Thanks for your answers so far. I am now in the process of uploading another 200 gb backup to Sharepoint (Onedrive Business Germany). There are no stalls yet, so maybe that only starts after a few hours of upload. Will check tomorrow when I get up.

What I noticed:

  • There is no message when the Sharepoint path is wrong, D2 just keeps uploading into the nether.

I accidentally forgot to include the “/personal/<mail_adress>” part in front of the “/documents” part and then also forgot to include the last subfolder after “/documents/Duplicati”. Despite this URL not existing, D2 did upload in a constant stream of 3.8 mb/s.

No idea where all that uploaded data went before I noticed, but it’s not to be found on my Sharepoint server. I specifically accessed Sharepoint via PDF XChange Editor’s Sharepoint plugin, which allows to browse the Sharepoint structure above “/documents” (not above /personal/<email_adress> though).

That’s exactly what I was wondering. I would use the basic Task Manager and just watch the details tab while Duplicati appears to be “stalled”. See what it says for CPU utilization. I don’t think you need to use Process Explorer or mess with CPU affinity at all to test this.

I mean to remember that CPU load in Task-Manager was below 6%, but I am not entirely sure. Let’s see how the Canary behaves, since it’s more recent than the Beta I began testing with.

Yeah, I could see that being a future improvement. I am thinking most people don’t try to delete specific versions, but instead just set a retention policy and be done with it.

I had to manually delete Synology HyperBackup versions in the past when a client put large media files into one sub-directory that was part of the backup. I excluded said sub-directories for ongoing backups, but also needed to get rid of hundred of gb worth of useless data from the already present backup files.

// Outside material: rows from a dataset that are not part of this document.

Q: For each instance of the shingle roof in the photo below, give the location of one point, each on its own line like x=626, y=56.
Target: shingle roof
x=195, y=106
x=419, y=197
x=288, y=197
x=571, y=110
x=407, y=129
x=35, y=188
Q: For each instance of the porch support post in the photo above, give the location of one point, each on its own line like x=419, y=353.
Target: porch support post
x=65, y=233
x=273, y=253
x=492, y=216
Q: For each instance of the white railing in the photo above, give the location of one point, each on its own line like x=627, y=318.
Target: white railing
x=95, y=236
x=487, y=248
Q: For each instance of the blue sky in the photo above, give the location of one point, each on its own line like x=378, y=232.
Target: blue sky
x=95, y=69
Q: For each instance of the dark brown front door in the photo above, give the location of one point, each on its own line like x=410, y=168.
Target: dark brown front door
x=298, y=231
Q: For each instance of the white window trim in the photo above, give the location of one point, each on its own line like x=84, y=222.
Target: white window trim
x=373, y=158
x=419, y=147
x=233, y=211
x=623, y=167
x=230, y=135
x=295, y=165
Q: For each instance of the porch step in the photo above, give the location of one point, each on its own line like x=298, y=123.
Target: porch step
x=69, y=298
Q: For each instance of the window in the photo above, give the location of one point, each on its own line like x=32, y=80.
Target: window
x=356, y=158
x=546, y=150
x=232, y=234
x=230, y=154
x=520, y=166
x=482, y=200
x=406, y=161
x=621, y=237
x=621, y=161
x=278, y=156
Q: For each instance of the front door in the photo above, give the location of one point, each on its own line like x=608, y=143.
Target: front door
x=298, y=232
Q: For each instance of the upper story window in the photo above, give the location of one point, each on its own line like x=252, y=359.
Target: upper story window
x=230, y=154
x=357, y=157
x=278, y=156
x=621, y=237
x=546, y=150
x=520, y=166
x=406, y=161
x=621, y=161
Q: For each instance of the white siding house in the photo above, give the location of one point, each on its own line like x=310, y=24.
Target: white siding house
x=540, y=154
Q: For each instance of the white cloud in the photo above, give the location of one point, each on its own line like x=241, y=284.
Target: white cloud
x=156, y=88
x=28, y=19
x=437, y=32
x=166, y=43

This meant to delete versions from within a specific time-span only, while keeping older backup data alive.

Have you had any more success getting Duplicati to run directly on your Synology? It may or may not be more efficient depending on hardware specs of your NAS and other factors.

Still have to try the extra Mono Synology installation again and look into Docker. CPU and I/O load can be a problem for local backups, especially with mechanical platter drives being used in the Synology. But my current main usage/test case is to backup my encrypted personal photo library to Sharepoint, which is bottle-necked to 3.8 mb/s by my upload bandwidth anyway. That should pose no problem for the rather tiny NAS CPU (DS218+) and spinning harddrives.

My backup strategy now is to back up all my systems to my Synology (and the Synology backs up to itself), and then use CloudSync to synchronize ALL of this backup data to Backblaze B2 (to satisfy my off-site requirement). It is working great. My NAS is model 1517+, by the way.

I recall the initial backups were slow, both in Duplicati processing time and also synchronizing to B2. But once I was over that initial hump backups are working very quickly and nicely.

Neither CloudSync nor HyperBackup offer access to my Sharepoint drive. I found a website offering a “basic-to-sharepoint-auth-http-proxy Docker image” that should allow HyperBackup to access Sharepoint via WebDAV.

I will give both D2 and that workaround another try on the DS218+.

For local backups I am using an external USB NTFS drive connected to the NAS. But I want my most important files to be off-site (encrypted).